UDP itself does not provide reliability, but applications can implement reliability on top of UDP. For example, TFTP (Trivial File Transfer Protocol) uses UDP but includes a simple stop-and-wait acknowledgment mechanism. Similarly, QUIC (a newer protocol) uses UDP but provides reliability and security at the application layer. On the CCNA exam, assume that UDP is unreliable unless the question specifies an application that adds reliability. The core characteristic of UDP is that it is best-effort.

What is the TCP MSS and how does it relate to MTU?

MSS (Maximum Segment Size) is the maximum amount of data that TCP can send in a single segment, excluding the TCP header. It is typically 1460 bytes for Ethernet (MTU 1500 minus IP header 20 bytes minus TCP header 20 bytes). The MSS is negotiated during the three-way handshake. The MTU (Maximum Transmission Unit) is the largest packet size that can be sent over a link. TCP uses MSS to avoid IP fragmentation. On the exam, you might be asked to calculate MSS given MTU and header sizes.
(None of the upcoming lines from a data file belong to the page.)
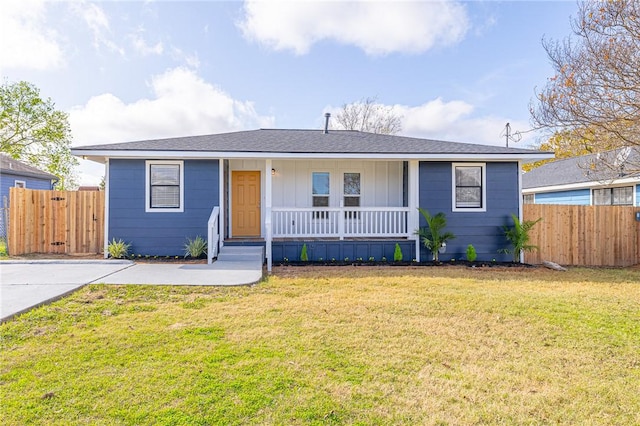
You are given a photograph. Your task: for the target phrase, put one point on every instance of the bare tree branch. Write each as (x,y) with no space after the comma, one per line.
(595,92)
(367,115)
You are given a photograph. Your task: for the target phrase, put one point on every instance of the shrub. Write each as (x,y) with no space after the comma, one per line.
(196,247)
(518,236)
(397,254)
(118,249)
(433,236)
(3,247)
(471,253)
What is the purpose of the TCP window size field?

The window size field in the TCP header is used for flow control. It tells the sender how many bytes of data the receiver is willing to accept at once. The sender cannot send more than the window size without receiving an acknowledgment that advances the window. This prevents the sender from overwhelming a slow receiver. The window size is a 16-bit field, so the maximum window without scaling is 65535 bytes. With window scaling (an option), the window can be much larger. On the exam, know that window size is for flow control, not congestion control.

How does TCP handle lost segments?

TCP uses two mechanisms to detect and recover from lost segments: retransmission timeout (RTO) and fast retransmit. RTO is a timer that starts when a segment is sent. If the timer expires before an ACK is received, the segment is retransmitted. Fast retransmit occurs when the sender receives three duplicate ACKs for the same sequence number, indicating a likely loss; the sender retransmits the missing segment immediately without waiting for the timer. This speeds up recovery. On the exam, remember that fast retransmit is triggered by three duplicate ACKs.
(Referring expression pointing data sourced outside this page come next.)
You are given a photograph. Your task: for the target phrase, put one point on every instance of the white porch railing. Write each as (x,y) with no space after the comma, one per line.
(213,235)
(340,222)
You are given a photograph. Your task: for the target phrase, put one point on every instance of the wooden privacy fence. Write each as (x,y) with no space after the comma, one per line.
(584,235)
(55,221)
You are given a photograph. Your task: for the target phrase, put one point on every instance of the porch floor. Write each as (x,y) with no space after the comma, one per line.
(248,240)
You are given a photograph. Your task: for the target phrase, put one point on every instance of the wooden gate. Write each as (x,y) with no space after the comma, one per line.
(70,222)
What are the TCP flags and their meanings?

TCP flags are: URG (urgent pointer field is significant), ACK (acknowledgment field is significant), PSH (push function – send data to application immediately), RST (reset the connection), SYN (synchronize sequence numbers), FIN (no more data from sender). The three-way handshake uses SYN and ACK. Connection termination uses FIN and ACK. A RST flag forcibly terminates a connection. On the exam, you may be asked to identify the flag in a packet. For example, a SYN packet has only the SYN flag set; a SYN-ACK has both SYN and ACK set.

Why is UDP often used for streaming video and VoIP?
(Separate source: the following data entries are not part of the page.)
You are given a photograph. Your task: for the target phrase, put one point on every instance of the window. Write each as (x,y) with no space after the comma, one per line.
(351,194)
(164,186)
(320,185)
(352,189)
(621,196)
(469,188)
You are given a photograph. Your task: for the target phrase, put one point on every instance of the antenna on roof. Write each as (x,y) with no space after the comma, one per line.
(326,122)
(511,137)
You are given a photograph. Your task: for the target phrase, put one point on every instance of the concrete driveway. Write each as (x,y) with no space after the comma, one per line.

Streaming video and VoIP are real-time applications that are sensitive to delay and jitter. TCP's retransmissions and congestion control introduce variable delays that can ruin the user experience. With UDP, packets are sent as fast as the application generates them, and lost packets are simply dropped – the application can use error concealment or interpolation to hide the loss. The trade-off is acceptable because a few lost packets are less noticeable than a delayed stream. On the exam, remember that real-time traffic uses UDP, while non-real-time traffic uses TCP.